If that was indeed the case how badly I wish to tell him had he been alive today that he need not prove to himself what a good, generous and kind human being he was. Because he truly was.

I was born into a family nothing short of conventional to say the least. Despite and in spite of the unconventionality of our circumstances, Papa made it a point that my brother and I had nothing to want for and provided for all our needs, materially and emotionally. He called me his "princess".

2013. To this day, many of my questions remain unanswered as to the many years of his life where I remained both vaguely aware and unaware of the real stories. Stories of how he loved, of certain depths of his own pain and renunciations. Of his motivations. Of how he worked, how he dealt with friendships, what lit his fire, what moved him to tears, what made him laugh. My uncle, his brother who he sent to school told me how he wrote poetry. Where was his poems? How I would have loved to read those and maybe I could figure out some of the answers to the queries resounding in my head and heart.

I do ask myself whether I really need to know the answers. Do I really need to know the stories unrevealed? Maybe all I really need to know is the man he chose to show to me, his being an affectionate father to my brother and me, his being a good provider, an understanding life partner to my mom, a kind, wonderful, generous man. And yet, during crucial moments in my life, raising my two very special boys, being a wife, the questions stir me and leave me searching still.

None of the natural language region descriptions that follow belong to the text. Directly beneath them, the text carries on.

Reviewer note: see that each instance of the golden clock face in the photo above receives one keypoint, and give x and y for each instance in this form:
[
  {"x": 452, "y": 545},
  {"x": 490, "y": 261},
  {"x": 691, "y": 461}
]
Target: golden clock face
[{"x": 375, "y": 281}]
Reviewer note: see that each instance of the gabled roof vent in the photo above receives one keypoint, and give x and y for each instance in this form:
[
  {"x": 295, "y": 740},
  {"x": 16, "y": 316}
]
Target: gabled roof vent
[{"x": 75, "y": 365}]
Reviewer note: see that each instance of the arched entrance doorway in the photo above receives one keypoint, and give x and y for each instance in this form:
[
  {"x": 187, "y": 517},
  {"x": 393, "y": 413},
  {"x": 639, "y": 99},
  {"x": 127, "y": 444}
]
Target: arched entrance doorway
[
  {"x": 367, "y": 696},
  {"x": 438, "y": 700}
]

They say life is more about the questions you ask and less about the answers you find. I never really understood this adage until only in the past couple of years. With the hubris I so proudly wore before and maybe even until now, I was all about the answers. And "ora mismo". But slowly, I'm beginning to understand the value of reflection, pondering, waiting, discernment and letting go--what I should have done in place of my brazen decision-making in the past. And oh how I badly wish Papa were alive today. Maybe not to answer my questions but more to listen to them and maybe we could have delved into conversations that eventually led me to my own answers. I remember how when we talked back then, he always spoke in carefully thought of words and nuances, his voice a comforting tone, a soothing alto just a notch higher than a smooth baritone, with an unmistakeable Chinese accent in his Cebuano. The quality of his voice and his thoughts always provided a solace for me and perhaps were the very things that satisfied the confusion warring in my juvenile mind back then.

But more than finding the answers to my questions to help me with unearthing certain truths in life, my truths, writing this makes me wish he can read this. Maybe writing this is my way of affirming whatever questions he may have had in his mind. the questions I think he may have had as I understood it in my utter naivety back then, that he didn't need to plant a tree to prove what a good person he was. He was beyond that. I wish I could tell him right now, "You are amazing. And the only proof you'll ever need is standing right in front of you. Your princess, doing the best she can, embarking on an everyday journey of questions that shape her fate, doing the best she can to be a good mother, wife, human being." And maybe, writing this is a self-affirmation as well, something to the likes of my father saying to me, "You did good, are doing good."

It has been almost 13 years, 5 months and 17 days since Papa passed away. And I thought the pain of losing him would get dull over the years. But it doesn't. It somehow gets clearer by the day, perhaps brought about by the clarity of insights and emergence of life changes as I have become a parent and a spouse myself. The missing certainly doesn't get better in time. On the contrary, I miss him more now than before. I believe every pain must serve a purpose. I can only hope it is in this pain of losing and missing him that I shall finally find my truth, whether the truth be answers or more questions, it doesn't matter. What matters is how it will lead me to where home truly is.